DataManager is a simple class for managing data produced by multiple
runs of a simulation carried out in separate processes or machines. Each
process is assigned a unique ID and Python Shelf object to write its data
to. Each shelf is a dictionary whose keys must be strings. The DataManager
can collate information across multiple shelves using the get(key) method,
which returns a dictionary with keys the unique session names, and values
the value written in that session (typically only the values will be of
interest). If each value is a tuple or list then you can use the
get_merged(key) to get a concatenated list. If the data type is more
complicated you can use the get(key) method and merge by hand. The idea
is each process generates files with names that do not interfere with each
other so that there are no file concurrency issues, and then in the data
analysis phase, the data generated separately by each process is merged
together.
Methods:
- get(key)
- Return dictionary with keys the session names, and values the values
stored in that session for the given key.
- get_merged(key)
- Return a single list of the merged lists or tuples if each value for
every session is a list or tuple.
- get_matching(match)
- Returns a dictionary with keys the keys matching match and values
get(key). If match is a string, a matching key has to start with that
string. If match is a function, a key matches if match(key).
- get_merged_matching(match)
- Like get_merged(key) but across all keys that match.
- get_flat_matching(match)
- Returns a straight list of every value session[key] for all sessions
and all keys matching match.
- iteritems()
- Returns all (key, value) pairs, for each Shelf file, as an iterator
(useful for large files with too much data to be loaded into memory).
- itemcount()
- Returns the total number of items across all the Shelf files.
- keys()
- A list of all the keys across all sessions.
- session()
- Returns a randomly named session Shelf, multiple processes can write to
these without worrying about concurrency issues.
- computer_session()
- Returns a consistently named Shelf specific to that user and computer,
only one process can write to it without worrying about concurrency issues.
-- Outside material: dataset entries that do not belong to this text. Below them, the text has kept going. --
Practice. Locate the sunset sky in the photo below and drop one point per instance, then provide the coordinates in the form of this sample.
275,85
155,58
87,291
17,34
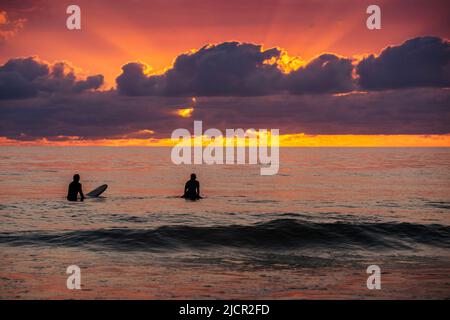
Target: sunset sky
310,68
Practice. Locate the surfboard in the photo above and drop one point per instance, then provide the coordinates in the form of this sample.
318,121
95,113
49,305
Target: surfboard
97,191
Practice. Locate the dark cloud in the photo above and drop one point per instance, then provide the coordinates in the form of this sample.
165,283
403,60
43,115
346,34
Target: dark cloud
98,115
236,69
419,62
327,73
28,77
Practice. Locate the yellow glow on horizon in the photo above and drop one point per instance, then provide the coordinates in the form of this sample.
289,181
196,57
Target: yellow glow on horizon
186,112
288,140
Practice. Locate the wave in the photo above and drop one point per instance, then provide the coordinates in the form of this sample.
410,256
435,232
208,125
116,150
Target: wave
275,234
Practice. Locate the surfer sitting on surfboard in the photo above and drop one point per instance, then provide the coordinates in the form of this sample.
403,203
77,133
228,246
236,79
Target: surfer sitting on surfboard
74,189
192,189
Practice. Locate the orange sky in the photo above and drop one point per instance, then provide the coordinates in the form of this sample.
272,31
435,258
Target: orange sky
155,32
116,32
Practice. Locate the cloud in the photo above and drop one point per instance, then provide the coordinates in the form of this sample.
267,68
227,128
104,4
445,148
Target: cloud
22,78
418,62
235,69
325,74
99,115
9,27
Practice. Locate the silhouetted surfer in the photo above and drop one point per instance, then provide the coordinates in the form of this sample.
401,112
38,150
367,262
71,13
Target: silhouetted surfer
74,189
192,189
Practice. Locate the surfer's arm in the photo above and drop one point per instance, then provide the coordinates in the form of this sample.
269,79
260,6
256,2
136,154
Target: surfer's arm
81,193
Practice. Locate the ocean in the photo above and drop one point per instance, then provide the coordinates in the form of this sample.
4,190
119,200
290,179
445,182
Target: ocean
309,232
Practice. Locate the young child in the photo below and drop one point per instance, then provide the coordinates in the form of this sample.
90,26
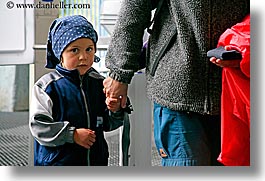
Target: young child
68,113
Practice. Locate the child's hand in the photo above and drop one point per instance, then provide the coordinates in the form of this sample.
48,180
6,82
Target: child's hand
113,104
84,137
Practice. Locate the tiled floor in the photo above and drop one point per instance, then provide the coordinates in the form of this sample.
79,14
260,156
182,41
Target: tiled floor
14,142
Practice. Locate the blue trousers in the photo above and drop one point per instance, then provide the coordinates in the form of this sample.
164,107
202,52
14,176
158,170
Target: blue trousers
186,138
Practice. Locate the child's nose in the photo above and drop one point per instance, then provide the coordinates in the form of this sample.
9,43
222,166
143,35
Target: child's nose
83,56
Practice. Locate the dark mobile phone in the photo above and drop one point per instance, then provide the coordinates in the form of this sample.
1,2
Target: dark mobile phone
221,53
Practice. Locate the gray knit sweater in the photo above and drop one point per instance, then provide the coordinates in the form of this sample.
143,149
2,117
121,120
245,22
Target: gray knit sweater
183,78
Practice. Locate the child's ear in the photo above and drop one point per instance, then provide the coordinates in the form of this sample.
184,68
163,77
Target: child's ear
96,59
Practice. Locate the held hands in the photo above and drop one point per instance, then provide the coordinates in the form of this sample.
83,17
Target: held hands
227,63
116,94
84,137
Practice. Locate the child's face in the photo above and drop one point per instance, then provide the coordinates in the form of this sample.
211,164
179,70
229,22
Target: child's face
79,55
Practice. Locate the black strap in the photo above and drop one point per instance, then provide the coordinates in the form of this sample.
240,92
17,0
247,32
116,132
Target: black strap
159,5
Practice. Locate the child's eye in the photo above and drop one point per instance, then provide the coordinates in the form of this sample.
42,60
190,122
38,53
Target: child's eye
74,50
89,49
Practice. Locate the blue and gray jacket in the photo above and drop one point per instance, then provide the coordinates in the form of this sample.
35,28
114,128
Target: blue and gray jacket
63,101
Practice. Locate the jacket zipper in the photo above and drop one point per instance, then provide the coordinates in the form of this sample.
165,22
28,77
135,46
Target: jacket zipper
88,117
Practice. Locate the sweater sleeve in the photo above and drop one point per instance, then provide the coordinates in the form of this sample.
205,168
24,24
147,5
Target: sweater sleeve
127,39
42,126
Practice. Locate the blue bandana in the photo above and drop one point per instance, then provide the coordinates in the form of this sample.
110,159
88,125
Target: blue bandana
65,30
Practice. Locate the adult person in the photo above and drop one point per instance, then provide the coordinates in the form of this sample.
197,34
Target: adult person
184,86
235,100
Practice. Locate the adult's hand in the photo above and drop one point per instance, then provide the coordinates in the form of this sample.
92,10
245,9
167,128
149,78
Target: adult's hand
115,90
227,63
84,137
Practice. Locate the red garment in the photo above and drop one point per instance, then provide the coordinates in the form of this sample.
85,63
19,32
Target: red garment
235,109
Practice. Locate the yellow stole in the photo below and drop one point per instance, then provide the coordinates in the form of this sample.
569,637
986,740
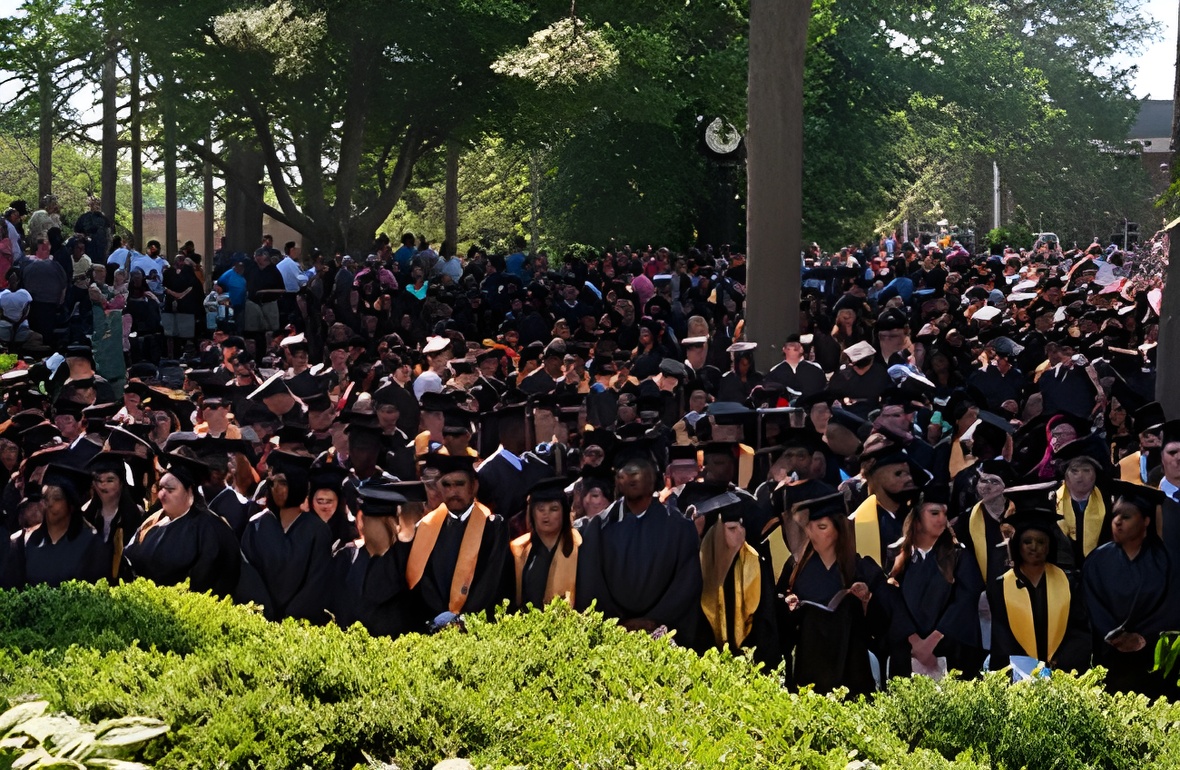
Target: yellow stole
1020,610
747,591
563,570
1094,515
869,534
1128,468
979,534
425,538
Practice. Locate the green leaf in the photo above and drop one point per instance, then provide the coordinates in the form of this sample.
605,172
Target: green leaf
129,731
20,713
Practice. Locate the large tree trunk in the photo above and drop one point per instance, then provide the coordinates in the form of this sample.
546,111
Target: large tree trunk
137,156
243,197
110,172
170,202
45,133
778,44
208,205
452,193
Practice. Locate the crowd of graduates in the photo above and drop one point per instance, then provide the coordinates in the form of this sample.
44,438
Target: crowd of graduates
957,465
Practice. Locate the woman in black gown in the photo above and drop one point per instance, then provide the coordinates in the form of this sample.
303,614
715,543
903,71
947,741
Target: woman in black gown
546,557
112,509
1037,610
184,540
830,614
64,547
935,586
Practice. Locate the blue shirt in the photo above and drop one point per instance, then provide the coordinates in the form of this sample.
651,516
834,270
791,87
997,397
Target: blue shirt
235,287
402,256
- locking_session(), locking_computer_session()
- Returns a LockingSession object, a limited proxy to the underlying
Shelf which acquires and releases a lock before and after every
operation, making it safe for concurrent access.
- session_filenames()
- A list of all the shelf filenames for all sessions.
- make_unique_key()
- Generates a unique key for inserting an element into a session without
overwriting data, uses uuid4.
Attributes:
- basepath
- The base path for data files.
- computer_name
- A (hopefully) unique identifier for the user and computer, consists of
the username and the computer network name.
- computer_session_filename
- The filename of the computer-specific session file. This file should
only be accessed by one process at a time, there’s no way to protect
against concurrent write accesses causing it to be corrupted.